Re: Web annotations for physical texts from Benjamin Young on 2018-10-15 (public-openannotation@w3.org from October 2018)

From: Benjamin Young <byoung@bigbluehat.com>
Date: Mon, 15 Oct 2018 20:33:02 +0000
To: Christopher Blackwell <cwblackwell@gmail.com>, "public-openannotation@w3.org" <public-openannotation@w3.org>
CC: Steven Harms <sgharms@stevengharms.com>
Message-ID: <BN6PR06MB27700364053AEB3FCD25F28CB2FD0@BN6PR06MB2770.namprd06.prod.outlook.com>
It's likely best--given the vast array of options--that one store as many matching target expressions as one is able to generate at the time the annotation is recorded (or perhaps later with machines).

As in...
```
{
  "target": [
    "urn:cts:....",
    {
      "source": "urn:isbn:...",
      "selector": {
        ...some nifty new selector for physical dimensions, pages, etc...
      }
  ]
}
```

There's also EPUB CFI's of course...and likely many more we've missed... >_>

As this exploration goes along, if anyone wants to write these findings up on the wiki, that'd be super amazing:
https://www.w3.org/community/openannotation/wiki/Main_Page

Cheers!
Benjamin


--

http://bigbluehat.com/

http://linkedin.com/in/benjaminyoung

________________________________
From: Christopher Blackwell <cwblackwell@gmail.com>
Sent: Saturday, October 13, 2018 5:39 PM
To: public-openannotation@w3.org
Cc: Steven Harms
Subject: Re: Web annotations for physical texts

Hi Steven,

Some thoughts on your questions…

CTS URNs are for machine-actionable identification and retrieval of passages of text, so their job really is different from that of a human-readable label. In our projects we use the plain text CEX format ( https://cite-architecture.github.io/citedx/CEX-spec-3.0.1/ ) for capturing data and loading it into services, and it is at that level that we can attach human-readable labels to works and editions.

Here’s a link that will (after a short delay, the server seems a little slow today) deliver a passage of text, with a label attached (and linked commentaries and some other stuff):

http://www.homermultitext.org/hmt-digital/index.html?urn=urn:cts:greekLit:tlg0012.tlg001.msA:1.1-1.5

As for citing a page of a book… CTS really is about _texts_ rather than _books_. A CTS-URN captures the semantics of a “text” defined as “an ordered hierarchy of citation objects”.

For our texts, at least, pages in a physical edition constitute a structure orthogonal to the citation-hieararchy of a work.

So I don’t think there is a low-friction way to bend CTS away from canonically citable (= citations independent of any particular expression of a text) texts to texts citable only by pages in a particular printed edition.

We associate CTS texts with “pages”, but it involves quite a bit of integration. This might be way more than you want to get into, but to give an example…

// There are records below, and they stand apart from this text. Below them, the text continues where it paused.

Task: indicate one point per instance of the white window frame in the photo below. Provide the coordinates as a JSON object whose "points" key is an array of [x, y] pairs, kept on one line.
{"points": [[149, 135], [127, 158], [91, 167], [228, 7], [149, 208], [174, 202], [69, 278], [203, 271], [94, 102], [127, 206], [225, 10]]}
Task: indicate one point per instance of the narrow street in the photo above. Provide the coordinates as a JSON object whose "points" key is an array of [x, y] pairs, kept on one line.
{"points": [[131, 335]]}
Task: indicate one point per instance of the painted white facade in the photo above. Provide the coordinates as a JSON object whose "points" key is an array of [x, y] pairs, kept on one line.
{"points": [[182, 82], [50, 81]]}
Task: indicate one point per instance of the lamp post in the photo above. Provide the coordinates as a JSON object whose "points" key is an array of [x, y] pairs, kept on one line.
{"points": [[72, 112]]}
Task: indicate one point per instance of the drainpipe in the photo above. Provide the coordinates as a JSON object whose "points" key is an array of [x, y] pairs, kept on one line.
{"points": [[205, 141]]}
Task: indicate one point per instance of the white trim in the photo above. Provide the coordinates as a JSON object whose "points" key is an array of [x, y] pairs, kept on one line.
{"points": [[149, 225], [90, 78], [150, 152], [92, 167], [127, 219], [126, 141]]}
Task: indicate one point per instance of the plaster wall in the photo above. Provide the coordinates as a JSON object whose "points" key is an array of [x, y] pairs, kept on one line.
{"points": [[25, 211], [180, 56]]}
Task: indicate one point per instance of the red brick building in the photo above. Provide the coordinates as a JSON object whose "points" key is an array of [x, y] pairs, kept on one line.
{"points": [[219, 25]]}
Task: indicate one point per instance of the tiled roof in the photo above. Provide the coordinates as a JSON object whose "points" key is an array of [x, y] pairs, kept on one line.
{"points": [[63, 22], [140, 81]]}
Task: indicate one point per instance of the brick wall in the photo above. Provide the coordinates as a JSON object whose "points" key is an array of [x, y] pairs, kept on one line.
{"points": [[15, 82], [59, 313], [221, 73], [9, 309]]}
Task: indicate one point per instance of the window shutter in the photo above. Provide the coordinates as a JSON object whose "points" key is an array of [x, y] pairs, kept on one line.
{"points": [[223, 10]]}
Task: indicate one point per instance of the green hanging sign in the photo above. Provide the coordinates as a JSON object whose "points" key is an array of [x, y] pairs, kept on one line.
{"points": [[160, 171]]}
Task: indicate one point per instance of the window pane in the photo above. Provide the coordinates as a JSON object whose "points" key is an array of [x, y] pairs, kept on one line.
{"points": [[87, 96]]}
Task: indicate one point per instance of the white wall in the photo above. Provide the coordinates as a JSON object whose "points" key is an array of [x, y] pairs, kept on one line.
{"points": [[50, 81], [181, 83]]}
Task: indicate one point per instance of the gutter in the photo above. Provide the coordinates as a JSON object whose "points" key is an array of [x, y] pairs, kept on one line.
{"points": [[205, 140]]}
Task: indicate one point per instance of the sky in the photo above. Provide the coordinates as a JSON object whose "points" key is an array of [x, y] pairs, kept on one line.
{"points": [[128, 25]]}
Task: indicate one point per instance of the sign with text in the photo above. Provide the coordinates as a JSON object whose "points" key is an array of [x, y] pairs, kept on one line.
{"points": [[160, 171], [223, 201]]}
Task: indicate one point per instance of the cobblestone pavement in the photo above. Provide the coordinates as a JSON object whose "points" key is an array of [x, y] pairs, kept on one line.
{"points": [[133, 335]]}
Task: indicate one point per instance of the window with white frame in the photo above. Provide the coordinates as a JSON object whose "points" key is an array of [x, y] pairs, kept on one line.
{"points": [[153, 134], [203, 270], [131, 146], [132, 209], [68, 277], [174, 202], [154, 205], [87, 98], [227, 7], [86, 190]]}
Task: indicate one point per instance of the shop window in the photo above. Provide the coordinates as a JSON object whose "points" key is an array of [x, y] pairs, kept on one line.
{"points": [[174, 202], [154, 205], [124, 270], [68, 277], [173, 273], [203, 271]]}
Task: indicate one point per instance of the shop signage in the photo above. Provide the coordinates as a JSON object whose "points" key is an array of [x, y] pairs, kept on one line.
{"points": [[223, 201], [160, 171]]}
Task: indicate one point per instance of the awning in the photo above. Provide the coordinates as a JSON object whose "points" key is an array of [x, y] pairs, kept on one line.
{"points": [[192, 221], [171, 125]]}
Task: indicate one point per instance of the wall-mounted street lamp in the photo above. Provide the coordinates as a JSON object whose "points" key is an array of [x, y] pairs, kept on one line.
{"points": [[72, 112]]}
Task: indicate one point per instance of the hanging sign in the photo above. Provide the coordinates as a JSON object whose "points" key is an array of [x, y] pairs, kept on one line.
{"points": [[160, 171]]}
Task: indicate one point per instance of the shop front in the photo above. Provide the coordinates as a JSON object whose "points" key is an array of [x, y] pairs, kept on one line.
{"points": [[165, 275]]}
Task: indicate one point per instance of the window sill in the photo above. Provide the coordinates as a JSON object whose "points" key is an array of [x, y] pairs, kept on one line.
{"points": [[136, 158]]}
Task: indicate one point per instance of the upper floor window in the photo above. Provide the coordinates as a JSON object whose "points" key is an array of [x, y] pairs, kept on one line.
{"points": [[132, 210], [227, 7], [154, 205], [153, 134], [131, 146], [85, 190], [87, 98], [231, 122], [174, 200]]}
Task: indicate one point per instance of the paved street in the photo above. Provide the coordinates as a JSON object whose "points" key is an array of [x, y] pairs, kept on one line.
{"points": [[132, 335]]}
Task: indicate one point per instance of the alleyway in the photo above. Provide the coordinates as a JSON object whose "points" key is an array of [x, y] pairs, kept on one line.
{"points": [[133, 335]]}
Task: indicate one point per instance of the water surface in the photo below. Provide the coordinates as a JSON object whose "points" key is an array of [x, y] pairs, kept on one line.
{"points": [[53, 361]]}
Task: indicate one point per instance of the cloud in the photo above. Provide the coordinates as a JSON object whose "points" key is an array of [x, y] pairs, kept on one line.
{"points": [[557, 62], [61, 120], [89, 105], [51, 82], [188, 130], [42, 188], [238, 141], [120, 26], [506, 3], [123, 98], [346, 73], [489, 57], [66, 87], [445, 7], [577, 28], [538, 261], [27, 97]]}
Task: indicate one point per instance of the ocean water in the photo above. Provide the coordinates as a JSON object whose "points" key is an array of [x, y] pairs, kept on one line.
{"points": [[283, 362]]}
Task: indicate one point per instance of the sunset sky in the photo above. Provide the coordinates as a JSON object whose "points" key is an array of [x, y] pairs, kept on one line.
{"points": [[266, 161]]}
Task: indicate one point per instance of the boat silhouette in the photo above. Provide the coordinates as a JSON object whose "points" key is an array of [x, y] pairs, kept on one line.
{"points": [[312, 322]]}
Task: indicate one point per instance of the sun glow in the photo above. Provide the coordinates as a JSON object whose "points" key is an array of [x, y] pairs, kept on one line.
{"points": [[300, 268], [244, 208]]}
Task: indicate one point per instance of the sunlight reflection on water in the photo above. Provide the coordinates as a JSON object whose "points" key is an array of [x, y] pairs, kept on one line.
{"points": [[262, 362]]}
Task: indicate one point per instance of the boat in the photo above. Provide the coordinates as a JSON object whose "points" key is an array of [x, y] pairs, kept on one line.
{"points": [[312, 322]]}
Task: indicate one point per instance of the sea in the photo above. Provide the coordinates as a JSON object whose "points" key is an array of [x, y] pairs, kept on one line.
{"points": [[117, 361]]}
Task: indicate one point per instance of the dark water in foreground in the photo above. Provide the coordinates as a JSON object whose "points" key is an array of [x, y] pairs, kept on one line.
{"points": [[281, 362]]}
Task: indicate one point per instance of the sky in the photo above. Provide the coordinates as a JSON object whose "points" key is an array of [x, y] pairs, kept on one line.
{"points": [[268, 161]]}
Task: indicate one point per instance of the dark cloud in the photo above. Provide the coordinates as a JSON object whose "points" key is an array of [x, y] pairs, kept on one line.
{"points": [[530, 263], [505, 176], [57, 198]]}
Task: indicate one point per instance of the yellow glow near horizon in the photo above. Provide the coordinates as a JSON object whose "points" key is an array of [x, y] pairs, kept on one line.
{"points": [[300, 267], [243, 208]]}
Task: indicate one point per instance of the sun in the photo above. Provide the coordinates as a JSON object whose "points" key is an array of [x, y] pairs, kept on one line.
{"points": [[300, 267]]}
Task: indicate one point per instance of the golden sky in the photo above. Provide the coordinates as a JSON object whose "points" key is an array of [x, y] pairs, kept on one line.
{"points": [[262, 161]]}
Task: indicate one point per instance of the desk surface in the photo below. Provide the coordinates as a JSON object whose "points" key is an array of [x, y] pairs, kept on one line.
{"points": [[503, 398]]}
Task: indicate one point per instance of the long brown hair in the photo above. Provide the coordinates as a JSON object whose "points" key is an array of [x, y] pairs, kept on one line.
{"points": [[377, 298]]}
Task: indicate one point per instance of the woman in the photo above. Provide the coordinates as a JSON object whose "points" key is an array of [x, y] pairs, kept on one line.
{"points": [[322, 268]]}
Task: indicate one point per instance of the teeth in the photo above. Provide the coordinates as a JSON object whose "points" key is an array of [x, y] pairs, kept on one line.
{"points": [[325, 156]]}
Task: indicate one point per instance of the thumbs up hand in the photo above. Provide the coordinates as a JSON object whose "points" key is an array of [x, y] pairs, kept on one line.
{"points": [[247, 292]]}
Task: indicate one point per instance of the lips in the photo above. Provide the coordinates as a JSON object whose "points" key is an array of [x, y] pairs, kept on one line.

http://www.homermultitext.org/hmt-digital/index.html?urn=urn:cite2:hmt:msA.v1:12r

The above is a URL that will display an object in an ordered collection of manuscript folios; "urn:cite2:hmt:msA.v1:12r” identifies folio 12-recto of a physical manuscript.

And this is a record that identifies a graph of (a) a passage of text (CtsUrn), (b) a physical folio (Cite2Urn), and (c) a digital image mapping the passage on the folio:

http://www.homermultitext.org/hmt-digital/index.html?urn=urn:cite2:hmt:va_dse.v1:il10

Cheers,
Chris B.


--
Christopher W. Blackwell
The Louis G. Forgione University Professor
Department of Classics
Furman University

On Oct 13, 2018, at 4:14 AM, Steven Harms <sgharms@stevengharms.com> wrote:

Given two endorsements for CTS in short order, I read the description and it seemed intuitive and to cover the required specificity easily. As such:

urn:cts:CTSNAMESPACE:WORK:PASSAGE@SUBREFERENCE

Would become

urn:cts:isbn:###:<PASSAGE>

Pros:

1. Intuitive!

Cons:

1. With ISBN we lose the human friendliness of say, “JK Rowling wrote HP&Philospher’s stone.” This can be remedied, of course, by a higher container holding human-friendly data, but it seems like an obvious nit to address. MLA and other citation schemes preserve this visibly in the citation.

Question:

1. How to handle <PASSAGE> in a book?

Pasting the full text seems onerous. To annotate passage p, I don’t want to have to type in passage p *and* my annotation. This would also set one afoul of copyright holders.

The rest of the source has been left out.